Filter Timers

Filter timers give you the ability to ignore an event - even if it matches one of your filters - if a particular subsequent event occurs within a configurable amount of time. This feature works best when the events that set and clear a timer or of the same structure, that is contain the same insertion strings in the same order.

Consider the following scenario: A critical service stops but is automatically restarted within 1 minute (e.g. after an AntiVirus engine has updated itself), resulting in two events generating an error in the event log. First, when the service stops and again when the service is restarted. You could of course stop the service from being monitored altogether, but that would not be desirable since you would want to be notified when the service stop without being restarted. Filter-Timers offer a solution to this problem.

Filter timers solve this problem by letting you create two filters: One filter to match the first event, and one to match the subsequent event which, in turn, clears the first alert. As such, you will never be notified of the original event if it has been cleared within the timeout period.

To enable a timer on filter, edit the filter and click on the Timers tab. On the Timers tab, select "Enable Timer" to activate the timer. Then, specify a timeout period (e.g. 2 minutes) and specify a filter that will clear the timer by clicking the plus + button. Clicking this button will bring up a dialog showing all suitable filters (e.g. include filters) that can be used to clear this timer.

This filter is referenced by a timer filter, and has the ability to clear the timer. When setting up this filter, specify the same action as the action specified in the timer filter. If this filter matches while a timer filter is counting down from the set timeout, it will clear the timer, and the action will not be notified.

If the clearing filter matches an event while no timer is active, it will behave like a regular filter. As such, you can specify multiple actions on the clearing filter.

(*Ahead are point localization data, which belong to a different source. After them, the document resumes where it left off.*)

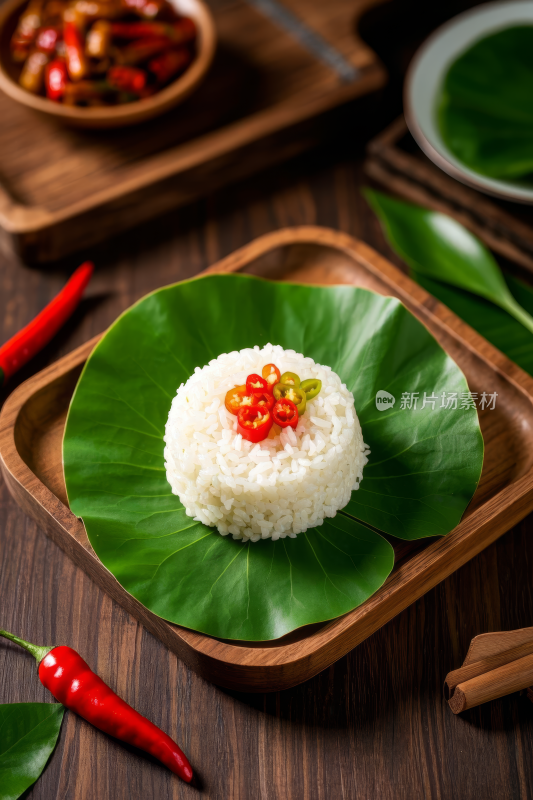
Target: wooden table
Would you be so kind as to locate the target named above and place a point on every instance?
(375, 724)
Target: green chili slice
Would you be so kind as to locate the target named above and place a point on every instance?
(290, 377)
(311, 387)
(293, 393)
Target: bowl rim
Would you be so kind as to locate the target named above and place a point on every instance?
(140, 110)
(488, 17)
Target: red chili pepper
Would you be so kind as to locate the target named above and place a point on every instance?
(71, 681)
(266, 400)
(27, 342)
(181, 32)
(255, 384)
(145, 8)
(143, 49)
(47, 39)
(254, 423)
(167, 65)
(19, 47)
(285, 413)
(271, 374)
(238, 397)
(76, 61)
(55, 79)
(126, 79)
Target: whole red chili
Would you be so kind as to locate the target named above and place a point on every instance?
(167, 65)
(181, 32)
(70, 679)
(47, 39)
(142, 49)
(76, 61)
(127, 79)
(55, 79)
(27, 342)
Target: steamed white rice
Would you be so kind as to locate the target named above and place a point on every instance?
(279, 487)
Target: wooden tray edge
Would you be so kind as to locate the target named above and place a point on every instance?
(262, 669)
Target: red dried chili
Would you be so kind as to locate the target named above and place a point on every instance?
(127, 79)
(47, 39)
(71, 681)
(55, 79)
(76, 61)
(27, 342)
(181, 32)
(167, 65)
(254, 423)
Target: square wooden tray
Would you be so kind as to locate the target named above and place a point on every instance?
(263, 101)
(31, 429)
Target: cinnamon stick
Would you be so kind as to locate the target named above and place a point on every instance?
(511, 677)
(476, 668)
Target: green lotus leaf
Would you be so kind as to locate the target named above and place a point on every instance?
(456, 267)
(28, 735)
(423, 471)
(485, 111)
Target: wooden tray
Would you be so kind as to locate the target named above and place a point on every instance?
(263, 101)
(396, 161)
(31, 428)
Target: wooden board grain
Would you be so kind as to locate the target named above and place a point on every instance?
(63, 189)
(32, 420)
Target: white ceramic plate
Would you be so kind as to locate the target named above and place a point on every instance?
(425, 78)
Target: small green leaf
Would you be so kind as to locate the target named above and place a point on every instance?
(439, 247)
(424, 467)
(495, 325)
(485, 111)
(28, 735)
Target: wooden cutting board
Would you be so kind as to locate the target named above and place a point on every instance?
(263, 100)
(31, 429)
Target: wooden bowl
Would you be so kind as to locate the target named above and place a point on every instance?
(111, 116)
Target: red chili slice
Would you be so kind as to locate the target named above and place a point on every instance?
(254, 423)
(271, 374)
(255, 384)
(264, 400)
(285, 413)
(238, 397)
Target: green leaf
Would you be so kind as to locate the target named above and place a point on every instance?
(485, 110)
(491, 322)
(186, 572)
(28, 735)
(439, 247)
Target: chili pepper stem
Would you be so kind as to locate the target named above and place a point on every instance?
(38, 652)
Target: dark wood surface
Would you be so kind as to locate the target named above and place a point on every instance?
(375, 724)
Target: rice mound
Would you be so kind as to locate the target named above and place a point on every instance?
(279, 487)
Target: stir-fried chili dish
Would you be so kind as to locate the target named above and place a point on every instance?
(270, 398)
(101, 52)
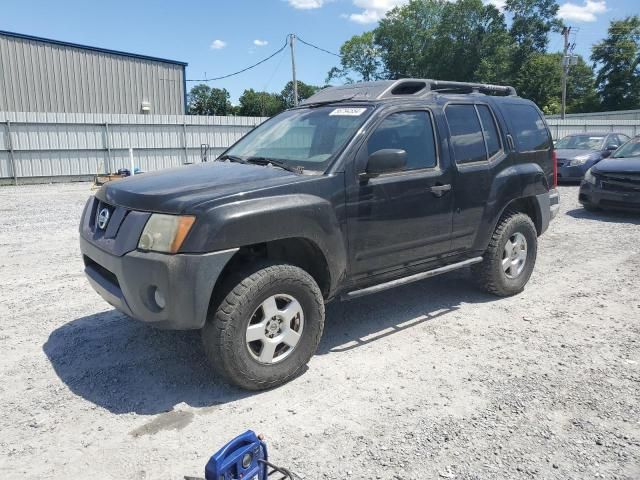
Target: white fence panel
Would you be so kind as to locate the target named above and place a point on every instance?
(61, 145)
(58, 144)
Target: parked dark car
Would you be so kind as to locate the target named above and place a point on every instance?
(578, 152)
(614, 183)
(361, 188)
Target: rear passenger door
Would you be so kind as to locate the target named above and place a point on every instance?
(477, 149)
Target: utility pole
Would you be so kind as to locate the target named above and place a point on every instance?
(292, 43)
(565, 69)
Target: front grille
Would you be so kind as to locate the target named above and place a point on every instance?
(621, 182)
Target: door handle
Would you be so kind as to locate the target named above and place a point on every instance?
(439, 190)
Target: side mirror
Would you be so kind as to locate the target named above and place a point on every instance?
(386, 160)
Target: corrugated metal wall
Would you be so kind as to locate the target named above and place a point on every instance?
(58, 144)
(617, 115)
(36, 76)
(560, 128)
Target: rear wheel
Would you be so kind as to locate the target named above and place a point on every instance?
(266, 328)
(510, 257)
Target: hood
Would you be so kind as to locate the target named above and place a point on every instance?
(618, 165)
(175, 190)
(569, 153)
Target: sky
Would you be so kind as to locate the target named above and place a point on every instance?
(217, 37)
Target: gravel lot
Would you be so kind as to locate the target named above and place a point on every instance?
(432, 380)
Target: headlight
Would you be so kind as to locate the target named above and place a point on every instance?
(579, 160)
(589, 177)
(165, 233)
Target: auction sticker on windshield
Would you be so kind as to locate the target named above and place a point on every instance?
(348, 112)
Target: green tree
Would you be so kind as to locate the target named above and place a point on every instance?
(304, 92)
(617, 58)
(260, 104)
(531, 23)
(540, 80)
(464, 40)
(405, 39)
(204, 100)
(361, 56)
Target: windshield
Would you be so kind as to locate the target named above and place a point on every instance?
(308, 137)
(580, 142)
(629, 149)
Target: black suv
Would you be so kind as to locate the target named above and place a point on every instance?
(363, 187)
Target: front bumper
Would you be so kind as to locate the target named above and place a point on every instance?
(128, 283)
(596, 196)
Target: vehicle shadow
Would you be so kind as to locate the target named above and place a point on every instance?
(352, 324)
(126, 366)
(612, 216)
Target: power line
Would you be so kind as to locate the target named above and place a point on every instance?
(244, 69)
(319, 48)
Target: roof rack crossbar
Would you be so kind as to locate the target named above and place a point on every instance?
(436, 85)
(406, 87)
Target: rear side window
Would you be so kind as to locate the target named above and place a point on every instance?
(490, 130)
(466, 133)
(528, 127)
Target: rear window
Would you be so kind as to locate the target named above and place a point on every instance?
(528, 127)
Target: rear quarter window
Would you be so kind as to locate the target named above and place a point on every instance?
(527, 127)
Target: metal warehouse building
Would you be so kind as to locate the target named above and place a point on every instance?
(42, 75)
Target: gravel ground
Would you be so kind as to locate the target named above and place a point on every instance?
(432, 380)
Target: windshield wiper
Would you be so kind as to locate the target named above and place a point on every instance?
(321, 103)
(232, 158)
(274, 162)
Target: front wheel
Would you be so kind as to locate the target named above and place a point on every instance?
(266, 328)
(510, 257)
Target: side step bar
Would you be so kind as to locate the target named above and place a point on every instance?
(411, 278)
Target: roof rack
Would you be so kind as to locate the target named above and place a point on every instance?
(411, 87)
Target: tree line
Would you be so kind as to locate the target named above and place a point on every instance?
(470, 41)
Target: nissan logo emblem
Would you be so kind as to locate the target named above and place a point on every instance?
(103, 218)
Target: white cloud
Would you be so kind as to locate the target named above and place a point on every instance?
(218, 44)
(582, 13)
(306, 4)
(373, 10)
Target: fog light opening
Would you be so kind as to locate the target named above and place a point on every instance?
(158, 297)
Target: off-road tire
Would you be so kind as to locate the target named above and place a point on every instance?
(489, 274)
(224, 333)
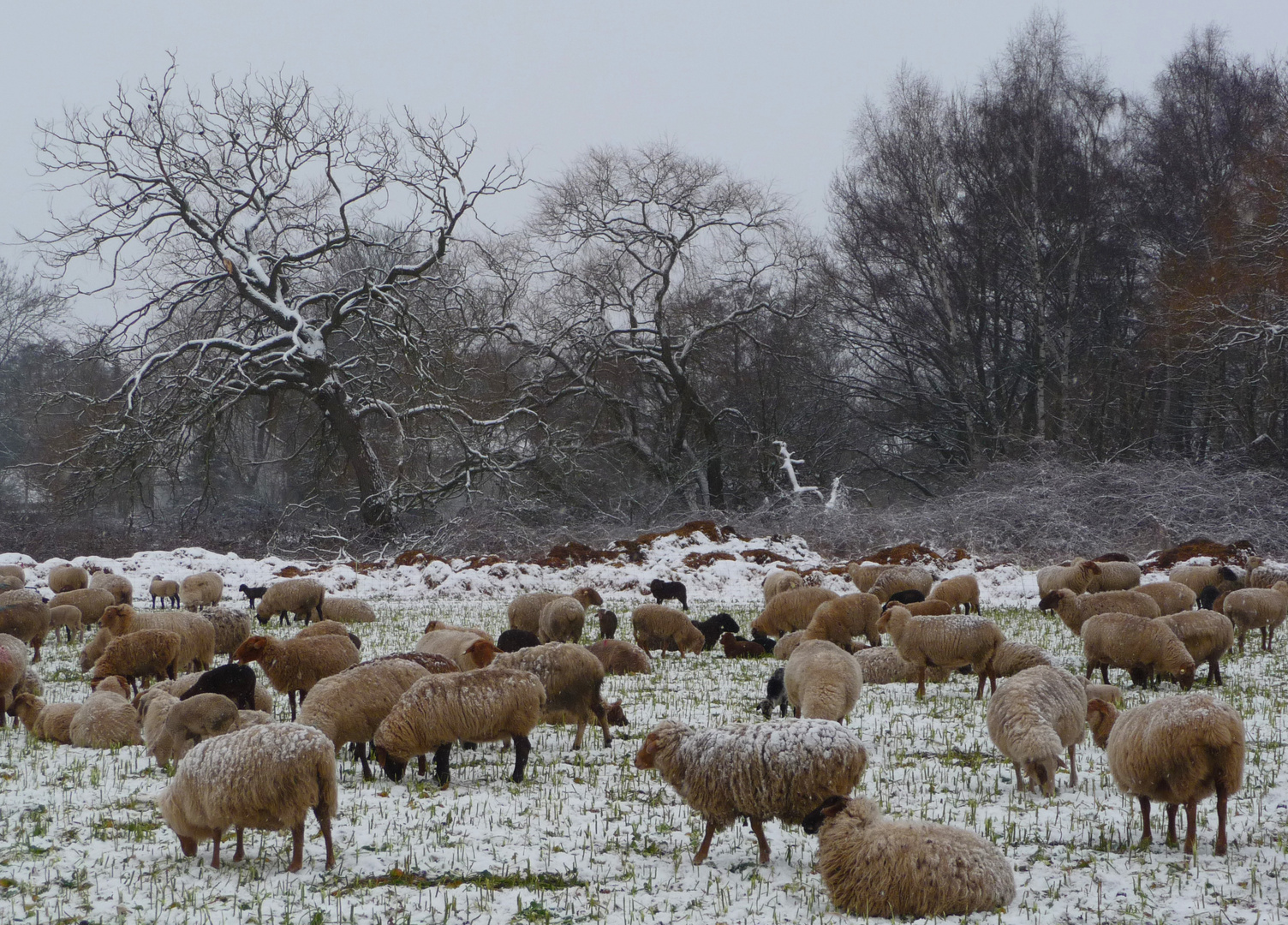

Filters referenced by a timer-enabled filter will not forward events to notifications if they match an event while a filter timer is counting down. Instead, they will simply clear the timer.

If the filter matches an event while there is no filter timer active, it will behave like a regular filter.

This feature is particularly useful when creating a filter timer that should match a variety of events. For example, a "service stop / service start" combination or a "process end / process start" combination. Without utilizing the insertion string feature, it would be necessary to create a filter pair for every unique event (e.g. service) you wanted to monitor.

Let's say that you want to be notified if any monitored services were stopped for more than 5 minutes. Let's assume that the DNS Server service were stopped, which would trigger a timer that would expire in 5 minutes. Let's also assume that the License Logging service were started on the same host 3 minutes after the DNS Server service was stopped. Because they both matched the generic filter that catches service start events, the timer would be cleared and you would not be notified of the stopped service.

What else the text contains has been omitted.